Art McMahon

No. 28, 29
- Position: Defensive back

Personal information
- Born: February 24, 1946 (age 80) Carteret, New Jersey, U.S.
- Listed height: 6 ft 0 in (1.83 m)
- Listed weight: 190 lb (86 kg)

Career information
- High school: Carteret
- College: NC State (1964–1967)
- NFL draft: 1968: 15th round, 385th overall pick

Career history
- Boston/New England Patriots (1968–1972); Houston Texans-Shreveport Steamer (1974);

Awards and highlights
- First-team All-ACC (1966);

Career NFL/AFL statistics
- Interceptions: 3
- Fumble recoveries: 2
- Stats at Pro Football Reference

= Art McMahon =

American football player (born 1946)

Arthur John McMahon (born February 24, 1946) is an American former professional football player who was a defensive back in the American Football League (AFL) and National Football League (NFL). He was selected by the Boston Patriots in the 15th round of the 1968 NFL/AFL draft. He played college football for the NC State Wolfpack.
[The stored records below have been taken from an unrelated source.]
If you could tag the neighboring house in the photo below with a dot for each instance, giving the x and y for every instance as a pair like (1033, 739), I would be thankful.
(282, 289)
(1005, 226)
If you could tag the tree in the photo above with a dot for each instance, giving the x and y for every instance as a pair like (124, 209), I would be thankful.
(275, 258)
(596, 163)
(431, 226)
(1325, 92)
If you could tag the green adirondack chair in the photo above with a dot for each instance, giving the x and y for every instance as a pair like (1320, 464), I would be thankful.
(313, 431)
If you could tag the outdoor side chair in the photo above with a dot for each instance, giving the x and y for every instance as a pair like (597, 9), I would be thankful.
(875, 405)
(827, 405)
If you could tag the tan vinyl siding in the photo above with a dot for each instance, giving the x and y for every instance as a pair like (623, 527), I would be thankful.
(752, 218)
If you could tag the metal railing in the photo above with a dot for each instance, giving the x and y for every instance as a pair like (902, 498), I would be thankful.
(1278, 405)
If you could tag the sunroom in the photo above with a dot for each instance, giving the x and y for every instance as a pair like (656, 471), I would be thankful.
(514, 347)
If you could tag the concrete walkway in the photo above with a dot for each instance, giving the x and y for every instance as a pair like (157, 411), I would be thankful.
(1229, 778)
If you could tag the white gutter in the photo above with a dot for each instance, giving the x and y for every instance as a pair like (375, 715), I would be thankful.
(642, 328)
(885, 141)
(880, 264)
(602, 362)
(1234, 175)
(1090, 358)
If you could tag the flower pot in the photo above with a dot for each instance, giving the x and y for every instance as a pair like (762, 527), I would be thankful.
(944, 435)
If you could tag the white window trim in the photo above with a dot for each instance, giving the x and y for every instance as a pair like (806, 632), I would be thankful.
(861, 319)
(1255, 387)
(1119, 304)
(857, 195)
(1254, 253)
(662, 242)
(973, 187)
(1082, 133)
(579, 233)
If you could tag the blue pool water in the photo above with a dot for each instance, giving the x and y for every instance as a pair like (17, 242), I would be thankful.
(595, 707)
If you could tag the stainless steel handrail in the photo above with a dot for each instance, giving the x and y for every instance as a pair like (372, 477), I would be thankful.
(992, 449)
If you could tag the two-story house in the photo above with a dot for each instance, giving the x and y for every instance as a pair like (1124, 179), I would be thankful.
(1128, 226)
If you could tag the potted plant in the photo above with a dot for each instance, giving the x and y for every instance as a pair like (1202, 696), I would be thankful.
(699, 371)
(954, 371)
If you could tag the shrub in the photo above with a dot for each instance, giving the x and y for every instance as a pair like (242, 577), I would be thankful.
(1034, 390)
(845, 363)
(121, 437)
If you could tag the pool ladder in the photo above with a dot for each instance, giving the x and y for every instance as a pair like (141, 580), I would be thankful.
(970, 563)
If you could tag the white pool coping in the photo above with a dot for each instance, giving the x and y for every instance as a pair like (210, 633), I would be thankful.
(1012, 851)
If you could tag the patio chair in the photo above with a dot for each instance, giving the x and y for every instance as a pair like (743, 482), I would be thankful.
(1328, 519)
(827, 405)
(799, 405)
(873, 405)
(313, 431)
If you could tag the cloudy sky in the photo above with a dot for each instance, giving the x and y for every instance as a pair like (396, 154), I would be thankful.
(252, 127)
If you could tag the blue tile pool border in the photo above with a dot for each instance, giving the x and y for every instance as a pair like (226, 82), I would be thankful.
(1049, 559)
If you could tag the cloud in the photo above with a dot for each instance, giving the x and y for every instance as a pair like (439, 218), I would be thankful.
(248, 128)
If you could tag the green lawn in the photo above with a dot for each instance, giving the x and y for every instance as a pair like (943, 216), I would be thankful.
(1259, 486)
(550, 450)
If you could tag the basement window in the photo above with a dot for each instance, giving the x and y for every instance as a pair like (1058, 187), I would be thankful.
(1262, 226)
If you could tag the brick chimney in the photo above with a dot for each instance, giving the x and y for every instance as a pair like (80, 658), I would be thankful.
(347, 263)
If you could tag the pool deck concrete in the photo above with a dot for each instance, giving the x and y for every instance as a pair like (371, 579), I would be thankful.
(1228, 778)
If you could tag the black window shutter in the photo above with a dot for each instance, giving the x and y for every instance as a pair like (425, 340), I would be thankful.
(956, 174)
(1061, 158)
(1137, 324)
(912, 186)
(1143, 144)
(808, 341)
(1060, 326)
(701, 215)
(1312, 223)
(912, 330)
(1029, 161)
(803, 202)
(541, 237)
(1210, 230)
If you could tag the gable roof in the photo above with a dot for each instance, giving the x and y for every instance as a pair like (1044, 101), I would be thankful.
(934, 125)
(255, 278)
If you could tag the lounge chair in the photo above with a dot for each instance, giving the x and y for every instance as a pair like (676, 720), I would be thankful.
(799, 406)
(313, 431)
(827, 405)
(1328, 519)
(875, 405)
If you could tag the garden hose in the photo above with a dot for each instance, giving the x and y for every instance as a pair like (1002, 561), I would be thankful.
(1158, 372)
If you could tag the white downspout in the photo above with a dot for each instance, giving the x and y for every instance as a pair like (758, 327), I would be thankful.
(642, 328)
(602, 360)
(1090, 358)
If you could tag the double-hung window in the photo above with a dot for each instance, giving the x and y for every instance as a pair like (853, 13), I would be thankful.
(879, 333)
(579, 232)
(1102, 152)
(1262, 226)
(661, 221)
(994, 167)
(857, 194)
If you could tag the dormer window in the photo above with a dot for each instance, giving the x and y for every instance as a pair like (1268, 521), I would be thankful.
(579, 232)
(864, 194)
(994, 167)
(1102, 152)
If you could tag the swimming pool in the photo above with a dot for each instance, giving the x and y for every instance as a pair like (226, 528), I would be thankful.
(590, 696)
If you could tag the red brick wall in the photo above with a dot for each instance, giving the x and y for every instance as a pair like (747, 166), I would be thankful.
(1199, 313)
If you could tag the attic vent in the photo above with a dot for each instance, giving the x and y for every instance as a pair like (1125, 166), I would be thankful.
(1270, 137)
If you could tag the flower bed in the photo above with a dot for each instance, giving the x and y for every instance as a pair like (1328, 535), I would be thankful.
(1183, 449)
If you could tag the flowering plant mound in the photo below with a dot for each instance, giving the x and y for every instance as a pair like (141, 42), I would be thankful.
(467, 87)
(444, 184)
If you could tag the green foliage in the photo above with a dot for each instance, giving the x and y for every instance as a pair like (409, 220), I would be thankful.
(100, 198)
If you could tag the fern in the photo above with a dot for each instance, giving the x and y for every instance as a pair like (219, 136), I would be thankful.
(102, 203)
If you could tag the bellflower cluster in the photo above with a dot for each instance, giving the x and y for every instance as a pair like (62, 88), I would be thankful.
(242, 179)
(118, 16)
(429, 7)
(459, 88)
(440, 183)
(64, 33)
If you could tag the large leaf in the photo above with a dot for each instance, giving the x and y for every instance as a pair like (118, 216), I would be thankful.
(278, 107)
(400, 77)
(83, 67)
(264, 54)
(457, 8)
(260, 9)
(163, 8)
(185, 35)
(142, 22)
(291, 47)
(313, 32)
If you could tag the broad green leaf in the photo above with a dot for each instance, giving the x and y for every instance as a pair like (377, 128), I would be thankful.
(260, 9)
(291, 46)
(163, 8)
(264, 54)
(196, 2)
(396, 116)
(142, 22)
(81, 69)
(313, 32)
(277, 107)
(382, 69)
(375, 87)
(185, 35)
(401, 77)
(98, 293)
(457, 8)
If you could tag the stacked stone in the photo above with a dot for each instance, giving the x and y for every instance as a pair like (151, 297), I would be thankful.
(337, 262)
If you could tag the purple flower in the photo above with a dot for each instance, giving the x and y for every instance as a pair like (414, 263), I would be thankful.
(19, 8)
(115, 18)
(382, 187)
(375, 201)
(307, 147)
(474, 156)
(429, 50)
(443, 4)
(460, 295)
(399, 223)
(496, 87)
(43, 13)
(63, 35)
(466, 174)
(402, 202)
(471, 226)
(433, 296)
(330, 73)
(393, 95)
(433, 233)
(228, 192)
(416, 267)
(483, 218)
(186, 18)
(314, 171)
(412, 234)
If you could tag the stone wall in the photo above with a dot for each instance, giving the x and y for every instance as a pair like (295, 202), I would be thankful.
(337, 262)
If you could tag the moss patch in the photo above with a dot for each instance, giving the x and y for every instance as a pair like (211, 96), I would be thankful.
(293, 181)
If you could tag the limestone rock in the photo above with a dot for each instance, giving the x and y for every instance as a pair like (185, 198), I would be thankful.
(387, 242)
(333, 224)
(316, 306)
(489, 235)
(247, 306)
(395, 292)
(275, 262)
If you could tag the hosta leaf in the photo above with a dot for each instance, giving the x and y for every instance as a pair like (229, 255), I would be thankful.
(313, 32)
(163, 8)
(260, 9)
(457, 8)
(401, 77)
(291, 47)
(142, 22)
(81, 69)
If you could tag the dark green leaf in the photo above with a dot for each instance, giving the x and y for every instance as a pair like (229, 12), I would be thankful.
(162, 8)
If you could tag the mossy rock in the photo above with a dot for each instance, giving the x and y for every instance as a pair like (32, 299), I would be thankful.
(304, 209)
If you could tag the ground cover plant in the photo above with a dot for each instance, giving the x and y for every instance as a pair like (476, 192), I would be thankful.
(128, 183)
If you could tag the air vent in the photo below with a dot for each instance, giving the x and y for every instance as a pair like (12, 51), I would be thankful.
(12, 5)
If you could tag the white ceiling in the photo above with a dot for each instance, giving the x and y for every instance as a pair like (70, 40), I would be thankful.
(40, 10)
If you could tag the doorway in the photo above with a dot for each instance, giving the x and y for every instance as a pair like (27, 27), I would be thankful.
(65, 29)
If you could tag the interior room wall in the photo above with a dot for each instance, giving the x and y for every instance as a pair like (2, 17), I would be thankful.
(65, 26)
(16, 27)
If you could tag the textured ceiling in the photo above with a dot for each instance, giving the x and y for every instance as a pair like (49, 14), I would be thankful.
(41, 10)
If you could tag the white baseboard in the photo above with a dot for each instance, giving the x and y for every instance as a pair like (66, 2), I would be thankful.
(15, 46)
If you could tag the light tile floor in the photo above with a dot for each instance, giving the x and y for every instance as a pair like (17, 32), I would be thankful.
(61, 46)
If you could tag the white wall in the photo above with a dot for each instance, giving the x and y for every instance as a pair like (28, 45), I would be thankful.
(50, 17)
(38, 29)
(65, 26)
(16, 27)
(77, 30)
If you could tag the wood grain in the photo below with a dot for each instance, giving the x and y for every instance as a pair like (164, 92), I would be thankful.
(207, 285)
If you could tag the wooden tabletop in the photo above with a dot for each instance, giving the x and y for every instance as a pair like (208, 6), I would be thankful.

Born in Newark, New Jersey, McMahon grew up in Carteret, New Jersey and attended Carteret High School. A graduate in the class of 1964, McMahon is one of four Carteret alumni to play in the NFL as of 2023, joining Stan Kosel (class of 1935), Jason Worilds (class of 2006), and Sam Kamara (class of 2016).

==Professional career==
McMahon was selected by the Boston Patriots in the 15th round (385th overall) of the 1968 NFL/AFL draft. He played for the Boston Patriots in 1968 to 1970 and for the renamed New England Patriots in 1972. McMahon missed half of the 1970 season and all of 1971 due to injury.